Then Martin Ødegaard corralled the ball high up the pitch—typically—and shook off a retreating midfielder with a feint that took him towards the outside. He found Leandro Trossard wide, then took a couple steps towards the 18-yard box. Except he didn’t go—he held his ground—and the ball came back to him. Then the magic began.
Francisco Conceição came steaming in from the flank to press him as he received the ball, but the Norwegian let it run across him to his right foot, shielding it from the pressure. As Porto’s #10 came around his hip to get at it, he’d already shifted it back onto his left foot. The sheer dexterity of it sent Conceição flying away, and suddenly Ødegaard was in a couple yards of space outside the box.
He took two more quick touches with his left boot, four defenders in the vicinity now but not nearly close enough, none of them prepared for what was about to happen to them. As all eight eyes fixed themselves to Arsenal’s #8, desperately reading for what he might do next, Trossard scampered in behind. In a flash, Ødegaard split them open with one slide-rule pass, taking all four out of the game, falling delicately to the pitch as he did it, watching from his hands and knees as his teammate dispatched the ball into the bottom corner to bring the tie level. He’d unlocked the match with a single extended flourish of skill and invention.
The comparisons to another playmaking legend of the modern era are obvious. The sublime left-foot and the pronounced left-footedness; the X-ray vision and the innate understanding of the geometry of the game; the red and white kit of the Arsenal. In his pomp, Mesut Özil was a genius technician and a combination-play savant, the product (famously) of the cages of Gelsenkirchen. But he never scored enough goals and—nothing new here—he simply did not work hard enough off the ball. The German ran plenty of yards each match, but the modern game is about pressing intensity, repeated sprints, the constant hunger to win the ball high up the pitch. It’s about the leader of the press firing up the machine with body language that communicates absolute commitment to the manager’s scheme.

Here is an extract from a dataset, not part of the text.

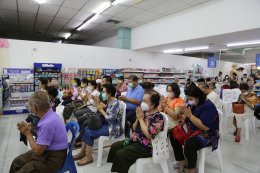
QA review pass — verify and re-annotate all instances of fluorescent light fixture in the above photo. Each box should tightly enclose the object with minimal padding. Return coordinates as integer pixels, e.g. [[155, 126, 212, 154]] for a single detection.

In all these things, Ødegaard is what Özil was not. It’s no coincidence that he was in position and alert to win the second ball with Porto’s midfield layer ahead of the play and out of position—the kind of split-second, highly marginal advantage that decides games at the top level. He leads the Arsenal press and forms the central cog of the machine when they’re in possession, every bit Mikel Arteta’s on-field general. He is captain of Arsenal and of Norway, a consummate professional and relentless competitor. The beauty of his game, the elegance and the spark, sit atop this sturdy foundation. It’s a microcosm of this Arsenal side and how far the club has come since Özil was doing his thing.
This Sunday, Ødegaard has the chance to test himself against the very best there is. If he represents an evolution from Özil’s feline facilitator to a more ruthless beast, Kevin De Bruyne is the apex predator. There’s the 65 goals and 110 assists in 251 Premier League appearances, sure, but the Belgian maestro is far more than that. He’s also a front-presser and a competitor in the trenches like Ødegaard, a two-way player, but he has tools in his kit that the Arsenal man does not. There’s the outrageous range of passing, including his ability to put a crossing shape on the ball from close to the halfway line. There’s his power when running with the rock, as the defenders who manage to keep pace often just bounce off of him as he dribbles on and on and on. There’s the deadly delivery from set pieces, the capacity to strike the ball clean and true at goal from any distance. He’s more humanoid than human at times, and he lacks Ødegaard’s delicate artistry, but he is mercilessly effective.